В полдень дехкане собрались у края полосы на обед. Бригада была большой, часть ее пахала и боронила, а часть шла следом по свежей пахоте и сеяла хлопок.
Распрягли лошадей и волов, поставили их кормить.
Дехкане ели из общего котла, только тыквянка с чаем у каждого была своя.
— Ну как, батыры, устали? — задал свой обычный вопрос Масим-ака.
— Можете судить по аппетиту, — шутливо ответил один из пахарей.
Закончив наспех свою полуденную молитву, подсел к общему дастархану Реимша. Новая жизнь заметно изменила его.
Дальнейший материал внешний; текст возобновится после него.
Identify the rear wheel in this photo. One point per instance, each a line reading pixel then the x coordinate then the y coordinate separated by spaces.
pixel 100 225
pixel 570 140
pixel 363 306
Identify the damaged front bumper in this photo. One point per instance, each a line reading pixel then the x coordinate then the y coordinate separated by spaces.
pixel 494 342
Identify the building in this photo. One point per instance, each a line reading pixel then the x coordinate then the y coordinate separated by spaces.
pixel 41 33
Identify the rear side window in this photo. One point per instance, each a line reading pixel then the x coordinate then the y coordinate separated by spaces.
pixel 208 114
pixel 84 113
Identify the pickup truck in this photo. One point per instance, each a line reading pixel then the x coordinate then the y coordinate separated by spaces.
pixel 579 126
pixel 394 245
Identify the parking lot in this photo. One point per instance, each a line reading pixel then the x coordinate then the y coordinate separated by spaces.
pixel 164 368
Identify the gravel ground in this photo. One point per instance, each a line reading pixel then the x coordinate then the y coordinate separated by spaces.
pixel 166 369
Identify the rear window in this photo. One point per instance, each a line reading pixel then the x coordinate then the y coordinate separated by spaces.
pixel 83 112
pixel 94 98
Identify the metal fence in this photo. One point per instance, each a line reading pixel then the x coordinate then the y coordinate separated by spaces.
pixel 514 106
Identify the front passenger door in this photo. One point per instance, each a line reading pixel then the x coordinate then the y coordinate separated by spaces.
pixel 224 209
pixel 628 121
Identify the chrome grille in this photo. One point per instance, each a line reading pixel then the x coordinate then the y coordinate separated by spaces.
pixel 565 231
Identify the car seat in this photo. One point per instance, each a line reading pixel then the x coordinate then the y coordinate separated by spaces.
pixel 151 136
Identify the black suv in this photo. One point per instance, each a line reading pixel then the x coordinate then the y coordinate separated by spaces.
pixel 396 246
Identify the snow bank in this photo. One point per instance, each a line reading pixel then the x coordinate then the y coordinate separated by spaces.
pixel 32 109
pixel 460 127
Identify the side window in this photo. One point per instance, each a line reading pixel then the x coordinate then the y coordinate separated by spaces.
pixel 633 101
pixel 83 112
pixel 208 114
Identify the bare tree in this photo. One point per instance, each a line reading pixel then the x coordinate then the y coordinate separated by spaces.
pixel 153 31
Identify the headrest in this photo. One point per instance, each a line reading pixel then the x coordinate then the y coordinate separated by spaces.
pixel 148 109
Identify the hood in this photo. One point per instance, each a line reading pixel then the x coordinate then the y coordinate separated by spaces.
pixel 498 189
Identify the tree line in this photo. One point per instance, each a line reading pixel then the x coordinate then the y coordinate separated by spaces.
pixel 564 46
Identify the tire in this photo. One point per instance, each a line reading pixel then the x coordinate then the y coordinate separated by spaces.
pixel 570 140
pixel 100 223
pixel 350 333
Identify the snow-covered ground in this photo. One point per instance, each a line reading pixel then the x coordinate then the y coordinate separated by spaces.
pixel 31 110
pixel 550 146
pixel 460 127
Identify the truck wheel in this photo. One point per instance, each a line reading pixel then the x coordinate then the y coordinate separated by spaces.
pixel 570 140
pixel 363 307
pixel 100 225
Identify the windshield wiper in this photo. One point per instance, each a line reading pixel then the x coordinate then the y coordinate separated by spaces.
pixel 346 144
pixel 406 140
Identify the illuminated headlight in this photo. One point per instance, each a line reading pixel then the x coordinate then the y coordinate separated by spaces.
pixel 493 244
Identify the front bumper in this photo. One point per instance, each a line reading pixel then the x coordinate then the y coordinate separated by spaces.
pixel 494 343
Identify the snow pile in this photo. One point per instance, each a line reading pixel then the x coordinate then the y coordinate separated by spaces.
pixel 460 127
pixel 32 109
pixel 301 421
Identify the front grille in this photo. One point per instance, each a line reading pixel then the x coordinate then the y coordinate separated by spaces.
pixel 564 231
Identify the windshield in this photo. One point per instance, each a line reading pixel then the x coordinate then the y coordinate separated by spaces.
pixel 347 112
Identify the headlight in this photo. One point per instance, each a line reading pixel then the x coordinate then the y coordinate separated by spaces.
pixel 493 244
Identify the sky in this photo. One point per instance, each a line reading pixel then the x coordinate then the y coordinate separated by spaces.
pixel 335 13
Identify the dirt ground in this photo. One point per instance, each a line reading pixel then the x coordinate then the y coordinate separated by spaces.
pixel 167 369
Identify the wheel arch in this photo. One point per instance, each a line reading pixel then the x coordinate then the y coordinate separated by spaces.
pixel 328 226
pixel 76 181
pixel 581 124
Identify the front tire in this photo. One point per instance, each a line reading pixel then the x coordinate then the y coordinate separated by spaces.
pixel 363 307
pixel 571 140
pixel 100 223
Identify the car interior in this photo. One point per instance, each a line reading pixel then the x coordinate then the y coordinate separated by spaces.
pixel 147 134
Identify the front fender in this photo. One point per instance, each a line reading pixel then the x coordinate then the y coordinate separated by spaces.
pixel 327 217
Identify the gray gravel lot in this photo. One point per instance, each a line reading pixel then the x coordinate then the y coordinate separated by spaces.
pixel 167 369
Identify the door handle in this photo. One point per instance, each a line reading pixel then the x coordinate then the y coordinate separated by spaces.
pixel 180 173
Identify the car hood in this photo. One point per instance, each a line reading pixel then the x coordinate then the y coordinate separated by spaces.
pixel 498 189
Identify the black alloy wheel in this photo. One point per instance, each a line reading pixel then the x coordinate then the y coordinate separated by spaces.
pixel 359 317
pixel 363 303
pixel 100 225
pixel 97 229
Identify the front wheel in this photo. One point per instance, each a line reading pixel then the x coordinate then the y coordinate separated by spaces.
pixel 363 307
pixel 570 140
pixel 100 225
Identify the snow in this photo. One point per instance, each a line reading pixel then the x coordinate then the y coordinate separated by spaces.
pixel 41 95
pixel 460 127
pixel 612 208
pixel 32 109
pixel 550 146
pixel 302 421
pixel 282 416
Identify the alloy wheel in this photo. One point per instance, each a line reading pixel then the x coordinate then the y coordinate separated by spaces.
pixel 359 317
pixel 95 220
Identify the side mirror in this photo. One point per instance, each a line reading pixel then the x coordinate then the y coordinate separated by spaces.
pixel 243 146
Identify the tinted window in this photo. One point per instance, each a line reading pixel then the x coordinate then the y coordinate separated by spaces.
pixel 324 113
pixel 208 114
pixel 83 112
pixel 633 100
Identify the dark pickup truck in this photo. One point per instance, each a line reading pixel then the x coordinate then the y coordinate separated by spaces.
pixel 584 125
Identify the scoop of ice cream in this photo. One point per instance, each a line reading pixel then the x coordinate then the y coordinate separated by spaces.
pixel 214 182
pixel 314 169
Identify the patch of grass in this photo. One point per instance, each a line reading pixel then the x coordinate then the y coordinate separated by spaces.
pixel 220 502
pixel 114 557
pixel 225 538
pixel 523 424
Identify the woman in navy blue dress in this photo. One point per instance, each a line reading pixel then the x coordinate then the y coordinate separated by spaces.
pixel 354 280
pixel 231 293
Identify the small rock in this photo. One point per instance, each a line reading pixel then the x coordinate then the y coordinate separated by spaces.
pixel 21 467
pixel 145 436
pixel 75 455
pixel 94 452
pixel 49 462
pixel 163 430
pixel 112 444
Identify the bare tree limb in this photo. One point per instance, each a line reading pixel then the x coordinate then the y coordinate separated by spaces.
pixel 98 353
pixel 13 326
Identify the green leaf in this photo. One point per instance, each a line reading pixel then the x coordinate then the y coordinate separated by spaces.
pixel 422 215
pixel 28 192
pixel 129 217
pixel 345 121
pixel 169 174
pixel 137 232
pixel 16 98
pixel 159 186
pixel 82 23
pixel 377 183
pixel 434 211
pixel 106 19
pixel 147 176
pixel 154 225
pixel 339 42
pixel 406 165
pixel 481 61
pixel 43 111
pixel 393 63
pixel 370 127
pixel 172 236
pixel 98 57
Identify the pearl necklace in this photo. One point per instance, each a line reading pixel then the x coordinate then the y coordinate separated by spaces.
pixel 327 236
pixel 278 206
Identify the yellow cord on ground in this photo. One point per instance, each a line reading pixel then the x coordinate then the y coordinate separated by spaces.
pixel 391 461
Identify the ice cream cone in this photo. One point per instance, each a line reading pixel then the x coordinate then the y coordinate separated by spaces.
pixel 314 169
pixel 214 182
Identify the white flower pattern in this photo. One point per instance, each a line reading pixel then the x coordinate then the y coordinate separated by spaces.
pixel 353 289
Реимша перестал шаманить и валять дурака, работал в гуньши вместе со всеми, отличаясь от других разве только тем, что по привычке часто молился.
— Вы только кормите нас, Масим-ака, если не досыта, то хотя бы вовремя, — сказал Реимша. — И тогда мы горы свернем.
— Ясно, браток, понимаю, — отозвался Масим-ака. — В молодости человек подобен хорошему коню. И лишь подавай корму — и он будет тянуть без устали. Молодцы, ребята, славно потрудились. Вот только наш Садыкджан немного скис, не очень еще освоился.
Все сочувственно замолчали. Каждый знал, что Садыку здесь не место, есть для него работа поважнее, да что поделаешь, приходится…
Садык действительно выглядел усталым, лицо почернело на весеннем ветру, губы запеклись, и тем не менее он попытался отшутиться:
— Мне-то что, дядя Масим, я прогуливаюсь, а вот скотина моя к бороне не привыкла.
Дехкане сочувственно рассмеялись. Реимша решил сменить разговор:
— Между прочим, Садыкджан, я как-то на днях услышал ваши стихи. Вот такие: «Я не согреюсь и в жару от мысли, что тучи над моей страной нависли». Хорошие слова, правдивые! А где можно почитать ваши стихи, Садыкджан?
— Пока нигде, — после некоторого молчания ответил Садык.
— Вот так штука! — удивился Реимша. — Почему не печатают?
— Когда-нибудь… — пробормотал Садык. — Когда-нибудь еще наступит такой день, братья, — продолжал он бодрее, однако лицо его помрачнело.
— Может, ты домой пойдешь, Садыкджан, хватит на сегодня, — предложил Масим-ака, зная, что никто из дехкан возражать не станет.
— Да ему и дома покоя нет, — вмешался в разговор Шакир, — всю ночь сидит у лампы. Но ничего, ничего! — продолжал Шакир, накаляясь. — Если напечатают его стихи, я уверен, весь Турфан, да что Турфан — вся Уйгурия поднимется! — Шакир даже кулаки сжал.
— Не надо преувеличивать, Шакир-ака, — отозвался Садык.